Cette affaire, qui remonte au 23 mars dernier, a suscité de nombreuses réactions au sein de l’opinion publique en raison de sa sensibilité et de ses implications sur les mœurs. Les faits sont prévus et réprimés par l’article 274 du Code pénal guinéen.
Au cours des audiences, les accusées ont expliqué les circonstances ayant conduit à leur interpellation. Elles ont, à l’unisson, présenté leurs excuses et plaidé pour une seconde chance.

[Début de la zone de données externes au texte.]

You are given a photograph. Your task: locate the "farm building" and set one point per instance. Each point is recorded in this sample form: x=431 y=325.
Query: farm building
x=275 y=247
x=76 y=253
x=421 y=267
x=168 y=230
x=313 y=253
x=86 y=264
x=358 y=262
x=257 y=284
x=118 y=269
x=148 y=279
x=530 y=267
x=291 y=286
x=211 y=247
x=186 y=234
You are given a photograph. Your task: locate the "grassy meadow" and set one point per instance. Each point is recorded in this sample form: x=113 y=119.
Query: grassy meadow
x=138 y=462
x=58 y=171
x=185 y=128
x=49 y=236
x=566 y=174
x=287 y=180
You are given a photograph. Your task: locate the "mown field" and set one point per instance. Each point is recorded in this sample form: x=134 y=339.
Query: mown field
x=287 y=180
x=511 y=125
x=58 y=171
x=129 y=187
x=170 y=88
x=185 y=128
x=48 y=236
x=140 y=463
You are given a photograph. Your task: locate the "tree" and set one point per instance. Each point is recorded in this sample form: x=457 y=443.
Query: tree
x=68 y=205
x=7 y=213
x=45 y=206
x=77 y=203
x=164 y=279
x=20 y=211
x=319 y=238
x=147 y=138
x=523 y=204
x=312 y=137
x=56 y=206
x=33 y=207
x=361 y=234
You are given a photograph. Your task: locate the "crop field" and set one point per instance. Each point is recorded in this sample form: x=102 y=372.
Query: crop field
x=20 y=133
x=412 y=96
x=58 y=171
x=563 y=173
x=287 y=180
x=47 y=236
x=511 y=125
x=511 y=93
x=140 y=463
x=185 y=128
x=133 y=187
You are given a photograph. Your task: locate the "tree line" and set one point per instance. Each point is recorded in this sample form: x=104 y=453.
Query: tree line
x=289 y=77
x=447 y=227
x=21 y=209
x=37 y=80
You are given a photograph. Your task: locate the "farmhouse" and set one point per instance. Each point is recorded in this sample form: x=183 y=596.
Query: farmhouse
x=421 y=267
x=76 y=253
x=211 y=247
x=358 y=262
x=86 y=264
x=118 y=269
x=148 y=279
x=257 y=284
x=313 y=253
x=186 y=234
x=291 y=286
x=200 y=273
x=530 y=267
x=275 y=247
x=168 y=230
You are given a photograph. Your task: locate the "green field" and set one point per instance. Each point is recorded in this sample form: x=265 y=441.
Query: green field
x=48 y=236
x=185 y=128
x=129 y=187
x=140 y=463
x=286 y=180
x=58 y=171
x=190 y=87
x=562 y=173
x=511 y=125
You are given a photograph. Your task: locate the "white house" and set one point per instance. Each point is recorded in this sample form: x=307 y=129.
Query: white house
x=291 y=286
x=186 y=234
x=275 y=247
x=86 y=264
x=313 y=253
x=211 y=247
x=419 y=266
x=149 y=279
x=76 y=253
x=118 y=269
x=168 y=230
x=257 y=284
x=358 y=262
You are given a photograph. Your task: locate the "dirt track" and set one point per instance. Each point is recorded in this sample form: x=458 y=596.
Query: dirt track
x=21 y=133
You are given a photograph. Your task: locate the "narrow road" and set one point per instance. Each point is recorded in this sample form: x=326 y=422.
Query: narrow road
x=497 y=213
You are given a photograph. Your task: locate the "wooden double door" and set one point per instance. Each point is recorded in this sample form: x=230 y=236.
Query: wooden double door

Dans sa réquisition, le procureur de la République près le TPI de Kindia, Mamadou Bhoye Diallo, a demandé au tribunal de les déclarer coupables et a requis une peine de dix mois d’emprisonnement assortie de sursis. Selon lui, cette sanction vise à leur permettre de se ressaisir tout en rappelant le caractère répréhensible de tels actes. Il a également évoqué la possibilité pour les prévenues de jouer, à l’avenir, un rôle de sensibilisation auprès des jeunes.
Pour sa part, le président du tribunal, Ousmane Sylla, a souligné la gravité des faits au regard de la loi. À l’issue des débats, les trois jeunes femmes ont été reconnues coupables et condamnées chacune à huit mois d’emprisonnement avec sursis, ainsi qu’au paiement d’une amende de 500 000 francs guinéens.